Rabbimiz şöyle buyurur:

إِنَّمَا الْمُؤْمِنُونَ إِخْوَةٌ فَأَصْلِحُوا بَيْنَ أَخَوَيْكُمْ وَاتَّقُوا اللَّهَ لَعَلَّكُمْ تُرْحَمُونَ

“Mü’minler ancak kardeştirler. Öyleyse, merhamet edilmeniz için (aralarında çıkabilecek anlaşmazlıklarda) kardeşlerinizin arasını ıslah edin ve Allah’a karşı gelmekten sakının.” (Hucurat, 10)

İşte Rabbimizin rahmetine nail olabilmemizin diğer bir ipucuyla daha karşı karşıyayız.
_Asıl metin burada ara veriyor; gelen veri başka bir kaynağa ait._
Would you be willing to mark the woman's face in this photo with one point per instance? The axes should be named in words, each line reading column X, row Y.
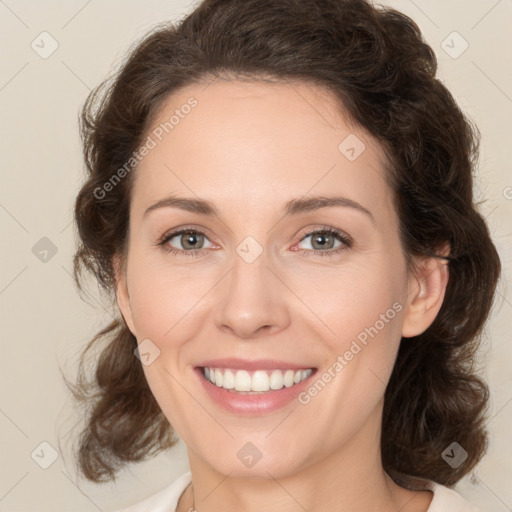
column 266, row 281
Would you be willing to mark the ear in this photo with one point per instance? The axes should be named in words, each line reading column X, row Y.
column 122, row 296
column 426, row 290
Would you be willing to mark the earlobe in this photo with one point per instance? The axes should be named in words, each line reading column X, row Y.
column 122, row 295
column 426, row 293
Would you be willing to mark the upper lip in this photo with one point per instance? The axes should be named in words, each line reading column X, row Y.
column 252, row 365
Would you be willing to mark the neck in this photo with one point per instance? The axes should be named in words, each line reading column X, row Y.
column 351, row 478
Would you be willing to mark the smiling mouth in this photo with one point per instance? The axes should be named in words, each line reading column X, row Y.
column 255, row 382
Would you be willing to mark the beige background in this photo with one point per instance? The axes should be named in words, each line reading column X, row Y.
column 44, row 322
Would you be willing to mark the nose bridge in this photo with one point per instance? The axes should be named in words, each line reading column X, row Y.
column 253, row 297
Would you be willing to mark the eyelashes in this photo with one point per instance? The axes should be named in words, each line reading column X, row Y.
column 324, row 232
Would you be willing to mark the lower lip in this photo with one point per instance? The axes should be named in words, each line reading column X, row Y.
column 254, row 404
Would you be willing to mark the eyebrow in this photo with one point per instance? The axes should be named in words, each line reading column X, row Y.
column 292, row 207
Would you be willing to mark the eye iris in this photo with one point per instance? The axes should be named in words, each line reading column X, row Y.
column 322, row 237
column 190, row 236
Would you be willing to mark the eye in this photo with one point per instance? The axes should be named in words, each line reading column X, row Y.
column 190, row 239
column 325, row 238
column 322, row 243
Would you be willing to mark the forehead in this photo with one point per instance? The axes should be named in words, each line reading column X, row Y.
column 256, row 144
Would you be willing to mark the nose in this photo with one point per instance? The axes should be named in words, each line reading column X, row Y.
column 252, row 300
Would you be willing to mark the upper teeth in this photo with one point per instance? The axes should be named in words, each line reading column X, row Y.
column 260, row 380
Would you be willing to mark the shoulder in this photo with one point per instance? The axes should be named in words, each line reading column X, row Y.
column 448, row 500
column 165, row 500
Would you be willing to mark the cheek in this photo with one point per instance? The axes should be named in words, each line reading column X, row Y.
column 163, row 298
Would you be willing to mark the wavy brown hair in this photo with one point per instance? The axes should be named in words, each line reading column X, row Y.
column 377, row 64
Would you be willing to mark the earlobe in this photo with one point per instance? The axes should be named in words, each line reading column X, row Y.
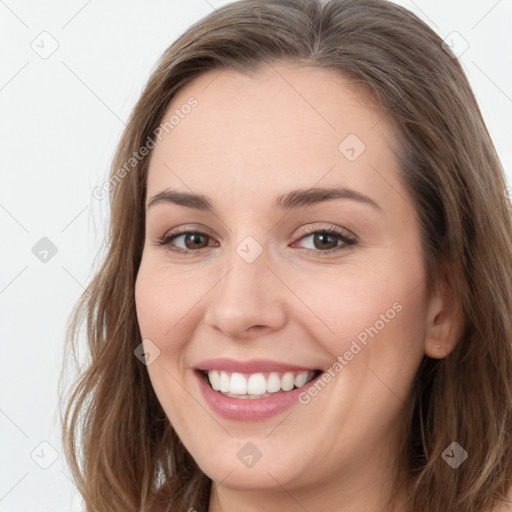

Rahmete erişmek veya diğer bir ifadeyle rahmetli olmak isteyenlere Rabbimizden uzanan diğer bir şefkat eli: Mümin toplumun bekasını sağlamak adına iman edenlerin aralarını ıslah etmek, düzeltmek ve onları barıştırmaya çalışmak…

Bu ipucumuz, aynı akideye gönül vermiş mümin insanların arlarında anlaşmazlık, tartışma, dargınlık veya kırgınlık gibi bir olumsuzluk vuku bulması durumunda onların bu tatsız durumlarını gidermeye çalışıp çabalamayı ve aralarını ıslah edip düzeltmeyi bizlere göstermekte ve bunun bizlerin Allah’ın rahmetine ulaşmasında bir sebep olduğunu vurgulamaktadır. “Merhamet edilmeniz için kardeşlerinizin arasını ıslah edin ve Allah’a karşı gelmekten sakının.”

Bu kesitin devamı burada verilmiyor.